The rat tail cactus (Aporocactus flagelliformis) is a showy cactus native to southwestern Mexico and parts of Central America. It is distinctive for its long, trailing stems, which grow to about 4 feet at maturity and give the plant its nickname. Rat’s tail cactus flowers in spring and early summer, and its blooms are usually violet-red; however, the plant will sometimes grow flowers in idiosyncratic colors like pink and orange. Its flowers are tubular and fairly large, about 2 inches wide. Though it produces quite a few flowers during its bloom in the late spring, each flower only lives for a couple of days at most.
In the wild A. flagelliformis is either lithophytic or epiphytic, meaning it grows on the ground or on larger structures like trees. In cultivation, it is usually grown in hanging pots or baskets because of its trailing stems, which can grow up to 1 foot in length per year. There are numerous varieties of the rat tail cactus, some of which have deeply ridged stems, while the parent plant has stems with shallow ridges. This plant is very easy to propagate by cuttings because its stems grow so vigorously. The stems can be beautiful, but beware: They grow spines that can ruin your day.
|Botanical Name||Aporocactus flagelliformis|
|Common Name||Rat Tail Cactus|
|Mature Size||Stems can grow 3 to 6 feet long|
|Sun Exposure||Full sun|
|Soil Type||Rich, organic potting soil|
|Bloom Time||Spring to early summer|
|Flower Color||Violet-red, pink, orange|
|Native Area||Mexico, Central America|
How to Grow Rat Tail Cactus
The rat tail cactus displays best when grown in a hanging basket. Line the container with sphagnum moss or other organic material before filling it with a potting mixture. This plant is drought-tolerant and can survive long periods with little care. If you repot it annually and give it lots of nutrients, it should produce pleasant pink blooms in spring.
This is a cactus that thrives in desert conditions: bright, direct sunlight year-round will help it thrive. Place it in a south- or west-facing window to receive direct sun.
Rich potting soil is best: Any good organic potting mix should be just fine.
Water regularly during the growing season to keep the soil slightly moist. Reduce watering in the fall, tapering it off as you move toward winter. During its winter dormancy period, it generally does not need water, but you can water it lightly if the soil is completely dry.
Temperature and Humidity
Regular room temperatures are just fine, particularly for the spring, summer, and fall. In winter, it helps to keep the plant in a relatively cool place to encourage a rest period; about 50 degrees Fahrenheit is ideal, but it doesn't have to be that cold. Overall, this is a fairly hardy cactus that can tolerate temperatures as low as 40 degrees and as high as 90 degrees, but it is not frost-hardy, so make sure it never freezes.
Comfortable humidity levels in most homes are just right for rat tail cactus.

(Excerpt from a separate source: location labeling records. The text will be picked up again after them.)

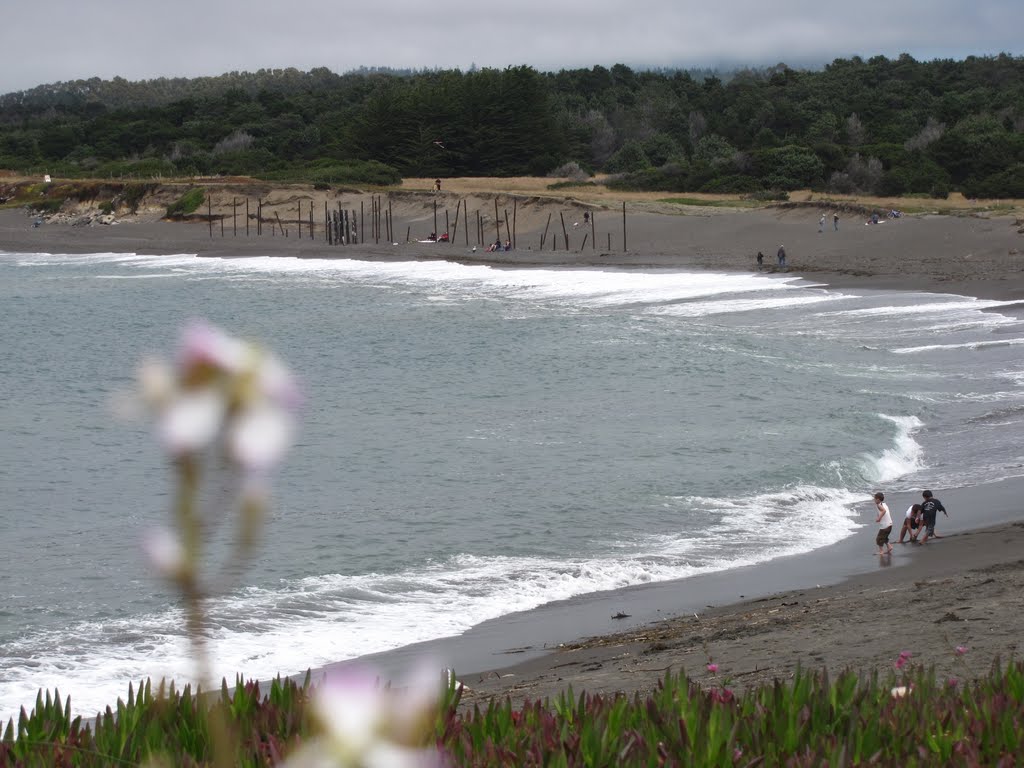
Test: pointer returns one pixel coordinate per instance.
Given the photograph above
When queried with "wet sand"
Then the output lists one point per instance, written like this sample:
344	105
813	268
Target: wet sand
840	607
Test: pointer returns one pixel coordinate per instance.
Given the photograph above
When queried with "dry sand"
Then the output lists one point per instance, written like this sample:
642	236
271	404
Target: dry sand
964	590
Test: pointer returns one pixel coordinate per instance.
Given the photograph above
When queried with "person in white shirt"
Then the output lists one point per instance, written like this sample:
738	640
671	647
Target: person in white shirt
885	521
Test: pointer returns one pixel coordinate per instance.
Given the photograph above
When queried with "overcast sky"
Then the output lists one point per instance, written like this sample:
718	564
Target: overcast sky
79	39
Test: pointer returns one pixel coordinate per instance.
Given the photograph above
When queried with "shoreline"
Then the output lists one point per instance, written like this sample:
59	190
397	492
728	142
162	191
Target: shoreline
838	607
756	622
974	256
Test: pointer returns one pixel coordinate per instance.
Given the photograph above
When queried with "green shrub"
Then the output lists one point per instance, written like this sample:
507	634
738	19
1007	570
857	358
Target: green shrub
187	203
134	194
47	205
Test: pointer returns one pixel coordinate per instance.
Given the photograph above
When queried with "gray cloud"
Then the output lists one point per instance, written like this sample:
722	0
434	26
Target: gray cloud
105	38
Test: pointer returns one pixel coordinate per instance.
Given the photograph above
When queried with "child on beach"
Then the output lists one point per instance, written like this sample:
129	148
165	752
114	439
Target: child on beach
885	521
930	509
911	523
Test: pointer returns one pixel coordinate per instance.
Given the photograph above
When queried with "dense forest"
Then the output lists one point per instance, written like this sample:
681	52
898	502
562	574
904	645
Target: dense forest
876	126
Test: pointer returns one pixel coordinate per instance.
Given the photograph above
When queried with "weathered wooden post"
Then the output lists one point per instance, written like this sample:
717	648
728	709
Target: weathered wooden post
624	226
455	228
515	207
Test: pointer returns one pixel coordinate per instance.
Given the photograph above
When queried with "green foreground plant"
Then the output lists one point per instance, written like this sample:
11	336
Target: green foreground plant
813	720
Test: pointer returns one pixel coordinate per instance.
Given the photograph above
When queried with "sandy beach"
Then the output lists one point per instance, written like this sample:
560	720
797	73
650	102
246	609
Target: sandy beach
843	607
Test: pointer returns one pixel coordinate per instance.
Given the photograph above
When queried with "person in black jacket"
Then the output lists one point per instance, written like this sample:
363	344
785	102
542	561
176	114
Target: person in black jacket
930	509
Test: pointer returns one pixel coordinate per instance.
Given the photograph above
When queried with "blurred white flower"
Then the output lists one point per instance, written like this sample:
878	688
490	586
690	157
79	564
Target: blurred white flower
259	437
165	552
221	388
192	420
370	726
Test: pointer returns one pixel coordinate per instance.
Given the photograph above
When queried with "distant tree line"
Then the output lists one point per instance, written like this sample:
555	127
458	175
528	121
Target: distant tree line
877	126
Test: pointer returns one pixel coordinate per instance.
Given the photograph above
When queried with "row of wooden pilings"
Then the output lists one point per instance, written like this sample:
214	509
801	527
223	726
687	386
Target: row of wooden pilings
339	225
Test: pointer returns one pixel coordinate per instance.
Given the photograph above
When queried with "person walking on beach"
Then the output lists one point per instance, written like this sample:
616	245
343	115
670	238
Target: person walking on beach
911	523
885	521
930	509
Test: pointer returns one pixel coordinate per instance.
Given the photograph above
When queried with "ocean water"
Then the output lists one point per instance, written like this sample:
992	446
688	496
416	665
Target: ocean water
474	441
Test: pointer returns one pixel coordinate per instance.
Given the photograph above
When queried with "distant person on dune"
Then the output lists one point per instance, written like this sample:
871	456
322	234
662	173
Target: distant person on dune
885	521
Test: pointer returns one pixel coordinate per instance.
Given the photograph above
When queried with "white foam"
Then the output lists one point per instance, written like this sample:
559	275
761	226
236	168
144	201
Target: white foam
974	345
321	620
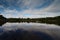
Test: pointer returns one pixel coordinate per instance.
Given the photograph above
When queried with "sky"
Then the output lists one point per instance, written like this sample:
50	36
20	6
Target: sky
29	8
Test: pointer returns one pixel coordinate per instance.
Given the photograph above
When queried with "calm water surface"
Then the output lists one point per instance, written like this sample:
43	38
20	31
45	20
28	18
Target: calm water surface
50	29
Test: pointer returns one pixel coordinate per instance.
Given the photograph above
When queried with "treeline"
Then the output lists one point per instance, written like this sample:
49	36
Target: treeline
50	20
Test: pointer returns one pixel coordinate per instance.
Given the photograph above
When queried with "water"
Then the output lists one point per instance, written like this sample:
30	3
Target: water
45	29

High humidity can cause the plant's stems to rot, while extreme dryness can lead to problems with spider mites.
Feed your rat tail cactus liquid fertilizer diluted to about half strength about once every two weeks during the growing season in spring and summer.
Potting and Repotting
Rat’s tail cactus grows fairly quickly and should be repotted every year once the growing season is over and the plant has finished flowering. It may need a larger pot or basket, depending on whether the plant has fully matured, but it definitely needs new potting soil. This cactus quickly uses nutrients, and repotting it will help it replenish.
Propagating Rat Tail Cactus
Though it can also propagate by seed, the A. flagelliformis propagates best by stem cuttings. Sever any part of a stem, allow it to dry for a few days so that the cut end forms a callus, then repot the cutting in rich, organic soil. It should root within a few weeks. Make sure it gets lots of sun and is kept humid. This is a fairly prolific plant due to its large number of stems, and new specimens can be propagated every season.
Varieties of Rat Tail Cactus
Also known as the Disocactus flagelliformis, the rat’s tail cactus is one of the most popularly cultivated cacti. It is closely related to several other species of ornamental cactus, such as the German Empress (Disocactus phyllantioides), which has showy pink flowers. There has been a great deal of confusion in the botanical world about this plant's name, due in part to its longstanding popularity. It has been cultivated domestically since the 17th century and its synonymy is quite extensive. You could see rat’s tail referred to as Disocactus, Aporocactus, or, rarely, Cereus. All of these are the same plant. The rat's tail cactus also is sometimes confused with the dog tail cactus (Strophocactus testudo, Selenicereus testudo or Deamia testudo).